Iran’s parliamentary speaker, Mohammad Bagher Ghalibaf, countered that the U.S. had itself violated the agreement by allowing Israel to continue military operations in Lebanon — a position Tehran had made explicit, arguing that the ceasefire should include Lebanon. Israeli Prime Minister Benjamin Netanyahu rejected that interpretation, asserting the ceasefire did not include Lebanon, a stance backed by Trump and Vance.
On April 11, Vice President JD Vance, accompanied by special envoy Steve Witkoff and Jared Kushner, traveled to Islamabad for direct talks with an Iranian delegation that included Foreign Minister Araghchi and parliamentary speaker Ghalibaf. The negotiations lasted more than 21 hours. On April 12, Vance left Pakistan without a deal.
U.S. officials said Iranian delegates could not agree on ending uranium enrichment, dismantling major nuclear facilities, allowing retrieval of highly enriched uranium, ending funding for Hamas, Hezbollah, and the Houthis, or fully opening the strait without charging passage tolls. Following the collapse of those talks, Trump announced a full U.S. naval blockade of Iranian ports, which took effect on April 13.
Lebanon as the Linchpin
Friday’s limited opening of the strait came directly in response to a separate development: Israel and Lebanon agreed Thursday to a 10-day ceasefire, beginning at 5 p.m. Eastern time. For Tehran, the Lebanon conflict has been inseparable from the Hormuz dispute — Hezbollah, the Lebanese militant group at the center of the Israel-Lebanon fighting, is one of Iran’s closest regional allies.
Araghchi’s announcement made the connection explicit, tying the strait’s opening directly to the Lebanon ceasefire rather than to any breakthrough in U.S.-Iran negotiations.
Trump said the leaders of Israel and Lebanon had agreed to speak directly for the first time in 34 years. He also said U.S. and Iranian negotiators could meet again this weekend in Pakistan for a second round of talks, adding that the war was “very close to over.”
What Comes Next
The two-week U.S.-Iran ceasefire is set to expire Tuesday, April 21 — meaning the window for a negotiated resolution is narrow.
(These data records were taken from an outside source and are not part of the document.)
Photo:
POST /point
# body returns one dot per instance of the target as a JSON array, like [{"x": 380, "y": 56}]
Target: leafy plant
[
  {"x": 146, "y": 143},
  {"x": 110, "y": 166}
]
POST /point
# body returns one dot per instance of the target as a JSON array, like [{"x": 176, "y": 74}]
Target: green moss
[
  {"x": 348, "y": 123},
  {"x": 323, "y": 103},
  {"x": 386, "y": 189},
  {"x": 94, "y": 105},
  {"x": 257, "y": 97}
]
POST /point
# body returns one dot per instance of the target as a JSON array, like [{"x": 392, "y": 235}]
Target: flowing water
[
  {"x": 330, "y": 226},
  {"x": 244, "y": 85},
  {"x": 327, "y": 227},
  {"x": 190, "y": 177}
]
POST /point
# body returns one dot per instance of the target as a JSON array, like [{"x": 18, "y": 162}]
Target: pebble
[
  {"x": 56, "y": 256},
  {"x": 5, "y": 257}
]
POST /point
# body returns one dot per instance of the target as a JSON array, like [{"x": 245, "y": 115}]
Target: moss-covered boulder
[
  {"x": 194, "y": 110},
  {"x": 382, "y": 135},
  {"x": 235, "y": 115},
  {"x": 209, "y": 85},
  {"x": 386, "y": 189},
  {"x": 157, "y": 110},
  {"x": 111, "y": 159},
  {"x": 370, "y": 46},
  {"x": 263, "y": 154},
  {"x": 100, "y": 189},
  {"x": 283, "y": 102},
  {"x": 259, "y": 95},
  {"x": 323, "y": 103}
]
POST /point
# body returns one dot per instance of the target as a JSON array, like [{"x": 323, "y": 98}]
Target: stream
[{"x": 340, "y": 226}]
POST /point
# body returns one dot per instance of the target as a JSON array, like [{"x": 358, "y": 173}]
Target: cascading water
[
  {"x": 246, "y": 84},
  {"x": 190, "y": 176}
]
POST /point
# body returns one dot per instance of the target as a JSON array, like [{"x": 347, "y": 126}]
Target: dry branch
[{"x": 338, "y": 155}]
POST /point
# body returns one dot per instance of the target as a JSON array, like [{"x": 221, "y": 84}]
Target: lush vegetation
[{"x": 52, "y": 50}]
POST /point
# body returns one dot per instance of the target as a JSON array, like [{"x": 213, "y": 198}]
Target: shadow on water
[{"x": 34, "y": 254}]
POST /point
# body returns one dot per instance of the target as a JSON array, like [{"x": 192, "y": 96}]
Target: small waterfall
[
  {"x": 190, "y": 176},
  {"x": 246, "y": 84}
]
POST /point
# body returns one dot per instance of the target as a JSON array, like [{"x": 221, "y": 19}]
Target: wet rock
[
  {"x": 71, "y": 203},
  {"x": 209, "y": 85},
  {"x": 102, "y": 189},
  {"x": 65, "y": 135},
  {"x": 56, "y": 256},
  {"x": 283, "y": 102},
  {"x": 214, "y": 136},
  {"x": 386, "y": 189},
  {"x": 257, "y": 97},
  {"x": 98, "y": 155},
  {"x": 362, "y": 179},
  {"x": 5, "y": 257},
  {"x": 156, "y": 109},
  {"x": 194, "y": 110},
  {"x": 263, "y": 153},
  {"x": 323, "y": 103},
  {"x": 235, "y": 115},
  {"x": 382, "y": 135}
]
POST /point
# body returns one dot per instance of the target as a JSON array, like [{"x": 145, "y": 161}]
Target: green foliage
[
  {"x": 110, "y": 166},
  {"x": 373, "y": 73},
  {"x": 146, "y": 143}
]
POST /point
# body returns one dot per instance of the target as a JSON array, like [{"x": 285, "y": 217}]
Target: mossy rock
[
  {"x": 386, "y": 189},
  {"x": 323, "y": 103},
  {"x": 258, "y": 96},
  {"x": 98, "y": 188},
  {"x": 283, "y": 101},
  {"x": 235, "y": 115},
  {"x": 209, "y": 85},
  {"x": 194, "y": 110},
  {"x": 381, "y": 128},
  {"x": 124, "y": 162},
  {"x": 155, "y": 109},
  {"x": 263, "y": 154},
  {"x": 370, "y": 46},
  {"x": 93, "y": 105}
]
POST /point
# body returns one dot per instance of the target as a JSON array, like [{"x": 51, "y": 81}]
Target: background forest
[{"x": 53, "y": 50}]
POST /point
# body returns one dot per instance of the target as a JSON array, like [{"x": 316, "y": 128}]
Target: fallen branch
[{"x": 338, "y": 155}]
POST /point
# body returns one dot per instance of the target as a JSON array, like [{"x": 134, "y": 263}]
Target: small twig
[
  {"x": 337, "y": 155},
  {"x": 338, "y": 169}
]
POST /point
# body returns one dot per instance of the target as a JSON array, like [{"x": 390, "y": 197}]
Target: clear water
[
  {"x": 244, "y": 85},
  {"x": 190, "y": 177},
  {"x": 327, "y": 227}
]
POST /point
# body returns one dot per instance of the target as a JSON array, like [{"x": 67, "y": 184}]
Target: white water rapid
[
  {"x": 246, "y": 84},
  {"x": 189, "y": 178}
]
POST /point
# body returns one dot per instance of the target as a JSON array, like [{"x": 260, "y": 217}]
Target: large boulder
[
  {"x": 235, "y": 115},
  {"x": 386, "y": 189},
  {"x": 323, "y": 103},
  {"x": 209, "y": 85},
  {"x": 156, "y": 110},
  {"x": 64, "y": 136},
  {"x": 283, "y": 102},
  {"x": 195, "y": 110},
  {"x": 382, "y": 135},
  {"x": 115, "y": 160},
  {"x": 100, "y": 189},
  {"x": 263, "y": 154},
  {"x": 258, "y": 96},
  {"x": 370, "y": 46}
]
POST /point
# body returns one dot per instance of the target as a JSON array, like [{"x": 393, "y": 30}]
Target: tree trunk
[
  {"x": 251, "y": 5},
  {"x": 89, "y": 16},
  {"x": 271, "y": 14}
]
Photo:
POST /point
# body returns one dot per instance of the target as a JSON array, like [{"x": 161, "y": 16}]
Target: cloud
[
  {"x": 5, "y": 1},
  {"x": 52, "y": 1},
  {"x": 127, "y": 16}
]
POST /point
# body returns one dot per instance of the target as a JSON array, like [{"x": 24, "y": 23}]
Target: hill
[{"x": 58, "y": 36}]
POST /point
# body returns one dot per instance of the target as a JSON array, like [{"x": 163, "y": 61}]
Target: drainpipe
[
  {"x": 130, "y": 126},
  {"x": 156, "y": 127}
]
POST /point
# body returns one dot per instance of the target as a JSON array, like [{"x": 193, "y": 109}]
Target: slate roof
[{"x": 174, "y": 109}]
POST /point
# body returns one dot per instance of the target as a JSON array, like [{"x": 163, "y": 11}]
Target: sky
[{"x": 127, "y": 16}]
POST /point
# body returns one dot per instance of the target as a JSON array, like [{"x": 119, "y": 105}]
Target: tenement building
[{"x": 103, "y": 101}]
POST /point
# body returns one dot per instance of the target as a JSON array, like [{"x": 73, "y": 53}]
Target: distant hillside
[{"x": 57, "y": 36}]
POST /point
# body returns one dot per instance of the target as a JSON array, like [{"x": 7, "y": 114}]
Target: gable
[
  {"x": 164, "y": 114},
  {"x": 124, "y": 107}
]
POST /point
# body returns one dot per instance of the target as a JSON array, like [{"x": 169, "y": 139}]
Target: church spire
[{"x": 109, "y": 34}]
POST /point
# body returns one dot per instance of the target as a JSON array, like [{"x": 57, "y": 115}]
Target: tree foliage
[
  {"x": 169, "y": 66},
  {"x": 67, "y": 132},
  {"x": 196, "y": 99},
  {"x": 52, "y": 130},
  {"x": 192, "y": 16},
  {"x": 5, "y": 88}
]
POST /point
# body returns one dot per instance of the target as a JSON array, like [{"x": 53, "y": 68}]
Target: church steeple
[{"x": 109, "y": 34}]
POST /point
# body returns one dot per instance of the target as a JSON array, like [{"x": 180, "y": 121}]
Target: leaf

With the strait’s status still effectively contested, the mines still unaccounted for in the waterway, and the U.S. blockade of Iranian ports still active, the announcement from Tehran on Friday represents at best a partial and conditional step, not a resolution.
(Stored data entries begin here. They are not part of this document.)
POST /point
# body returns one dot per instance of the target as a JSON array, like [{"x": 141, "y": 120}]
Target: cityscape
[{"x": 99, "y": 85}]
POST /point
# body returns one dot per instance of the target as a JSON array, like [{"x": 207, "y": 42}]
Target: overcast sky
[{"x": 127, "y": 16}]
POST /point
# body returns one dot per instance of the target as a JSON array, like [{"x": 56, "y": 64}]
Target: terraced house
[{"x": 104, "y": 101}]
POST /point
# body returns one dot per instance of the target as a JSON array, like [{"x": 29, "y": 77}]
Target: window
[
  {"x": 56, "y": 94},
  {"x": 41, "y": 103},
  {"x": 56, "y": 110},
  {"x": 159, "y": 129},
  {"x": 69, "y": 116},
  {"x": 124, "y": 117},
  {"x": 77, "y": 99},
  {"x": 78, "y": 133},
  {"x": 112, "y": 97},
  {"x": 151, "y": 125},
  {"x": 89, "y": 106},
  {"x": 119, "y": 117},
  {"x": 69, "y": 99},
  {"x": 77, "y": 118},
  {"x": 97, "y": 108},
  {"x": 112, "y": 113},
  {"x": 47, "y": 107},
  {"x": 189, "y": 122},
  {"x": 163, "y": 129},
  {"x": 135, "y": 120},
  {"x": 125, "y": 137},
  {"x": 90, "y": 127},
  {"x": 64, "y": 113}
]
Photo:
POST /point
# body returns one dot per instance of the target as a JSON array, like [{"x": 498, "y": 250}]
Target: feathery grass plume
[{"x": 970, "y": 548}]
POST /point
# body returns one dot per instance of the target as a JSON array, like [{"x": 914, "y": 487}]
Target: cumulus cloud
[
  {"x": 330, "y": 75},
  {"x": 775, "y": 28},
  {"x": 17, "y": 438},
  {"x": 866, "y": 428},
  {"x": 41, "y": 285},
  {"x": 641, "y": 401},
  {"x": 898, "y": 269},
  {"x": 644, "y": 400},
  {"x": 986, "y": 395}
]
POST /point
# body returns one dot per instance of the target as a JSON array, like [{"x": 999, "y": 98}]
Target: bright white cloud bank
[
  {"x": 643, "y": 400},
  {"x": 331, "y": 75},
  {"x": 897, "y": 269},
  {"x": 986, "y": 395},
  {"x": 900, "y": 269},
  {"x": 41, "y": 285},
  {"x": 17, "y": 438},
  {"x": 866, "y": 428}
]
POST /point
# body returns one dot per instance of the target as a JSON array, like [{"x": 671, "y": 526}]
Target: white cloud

Barclays analysts had warned earlier this week, per reporting from Mettis Global, that oil prices would race past $100 per barrel in any scenario where the strait remained closed, given the limited alternatives for rerouting Persian Gulf energy exports and the constraints that continued closure would place on global spare capacity.
Whether Friday’s announcement holds — and whether it translates into actual resumed traffic through one of the world’s most critical chokepoints — remained an open question as markets closed.